Della Porta explains: 鈥楾his is because certain genetic mutations in the tumor provide key information about the true risk of disease progression, as well as the likelihood of recurrence. Including these mutations among the information on which the new decision-support system is based makes it possible to refine the clinical assessment, increasing the risk profile of some patients and reducing that of others, all other clinical indicators being equal鈥.
Today, many hospitals are still unable to perform routine molecular and genomic tests. However, the costs of these analyses are decreasing and the technologies required for these tests are becoming more accessible. This is why the switch to a molecular approach is getting closer.
鈥楾he result was only possible thanks to the collaboration between doctors, data scientists and artificial intelligence experts, and to the possibility of accessing thousands of data shared within the consortium of the European projects GenoMed4All and Synthema. A fine example of how we can improve care by collaborating internationally and bringing together different disciplines and skills,’ Della Porta concludes.

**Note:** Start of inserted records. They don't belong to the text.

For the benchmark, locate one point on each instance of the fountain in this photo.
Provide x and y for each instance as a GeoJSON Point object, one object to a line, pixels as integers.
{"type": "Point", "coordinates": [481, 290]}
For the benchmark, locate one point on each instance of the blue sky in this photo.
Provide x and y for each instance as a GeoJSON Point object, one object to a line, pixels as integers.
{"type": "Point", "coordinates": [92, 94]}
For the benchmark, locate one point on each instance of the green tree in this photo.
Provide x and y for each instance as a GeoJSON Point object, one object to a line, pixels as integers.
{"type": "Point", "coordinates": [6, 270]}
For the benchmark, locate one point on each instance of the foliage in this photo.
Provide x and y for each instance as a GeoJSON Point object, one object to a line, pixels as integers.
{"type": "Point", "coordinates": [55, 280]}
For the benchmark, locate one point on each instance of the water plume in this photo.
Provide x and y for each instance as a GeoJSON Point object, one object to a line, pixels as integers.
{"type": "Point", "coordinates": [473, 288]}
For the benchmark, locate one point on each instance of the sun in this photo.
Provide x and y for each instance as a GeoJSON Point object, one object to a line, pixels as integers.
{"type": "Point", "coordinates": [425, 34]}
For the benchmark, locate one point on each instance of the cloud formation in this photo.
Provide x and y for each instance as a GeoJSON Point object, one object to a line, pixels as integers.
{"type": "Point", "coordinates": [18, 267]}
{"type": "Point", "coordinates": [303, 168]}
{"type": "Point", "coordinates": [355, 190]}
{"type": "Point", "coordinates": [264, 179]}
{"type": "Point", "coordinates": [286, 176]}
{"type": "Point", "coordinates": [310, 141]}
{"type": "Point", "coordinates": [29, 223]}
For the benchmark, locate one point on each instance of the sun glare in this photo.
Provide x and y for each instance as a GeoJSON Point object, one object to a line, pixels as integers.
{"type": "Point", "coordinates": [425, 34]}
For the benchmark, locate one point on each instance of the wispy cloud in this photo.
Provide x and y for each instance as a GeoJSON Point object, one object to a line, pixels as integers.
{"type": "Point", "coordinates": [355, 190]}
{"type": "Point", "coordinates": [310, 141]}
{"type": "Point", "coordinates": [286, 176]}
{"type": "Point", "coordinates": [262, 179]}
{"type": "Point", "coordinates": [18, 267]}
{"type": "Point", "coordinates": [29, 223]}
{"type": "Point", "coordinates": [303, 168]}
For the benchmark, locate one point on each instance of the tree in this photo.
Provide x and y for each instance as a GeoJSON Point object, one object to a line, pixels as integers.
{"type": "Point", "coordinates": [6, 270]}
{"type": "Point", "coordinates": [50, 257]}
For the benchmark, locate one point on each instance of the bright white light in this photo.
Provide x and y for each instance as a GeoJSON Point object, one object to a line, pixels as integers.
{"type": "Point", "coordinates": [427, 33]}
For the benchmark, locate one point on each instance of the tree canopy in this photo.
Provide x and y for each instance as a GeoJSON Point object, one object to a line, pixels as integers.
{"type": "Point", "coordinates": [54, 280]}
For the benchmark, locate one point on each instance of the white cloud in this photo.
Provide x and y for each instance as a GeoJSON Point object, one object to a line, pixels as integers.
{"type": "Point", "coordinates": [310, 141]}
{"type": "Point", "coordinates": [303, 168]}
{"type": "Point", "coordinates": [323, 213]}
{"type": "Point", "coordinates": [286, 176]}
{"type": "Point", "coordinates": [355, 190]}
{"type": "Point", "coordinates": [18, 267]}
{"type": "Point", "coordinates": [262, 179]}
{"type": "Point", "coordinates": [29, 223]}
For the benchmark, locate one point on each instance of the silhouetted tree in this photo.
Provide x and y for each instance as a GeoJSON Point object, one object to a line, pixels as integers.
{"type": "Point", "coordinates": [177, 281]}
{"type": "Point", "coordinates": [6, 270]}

麻豆传媒AV在线看’ commitment to AI and digitalization
The Istituto Clinico 麻豆传媒AV在线看 is the first hospital in Italy to have an integrated Artificial Intelligence Research Centre: the 麻豆传媒AV在线看 AI Center. The center鈥檚 mission is to establish a space for sharing knowledge and skills between engineers, doctors and data scientists to achieve even higher standards of care through the construction of artificial intelligence algorithms. These algorithms should be able to process a large amount of clinical information in order to find combinations and define prediction models useful for the advancement of scientific research and innovation in areas such as predictive medicine, personalized treatments and diagnostic imaging. 麻豆传媒AV在线看 is engaged in the application of Artificial Intelligence in various fields: from the prevention of colon and rectal cancer to diagnostic imaging and hematology.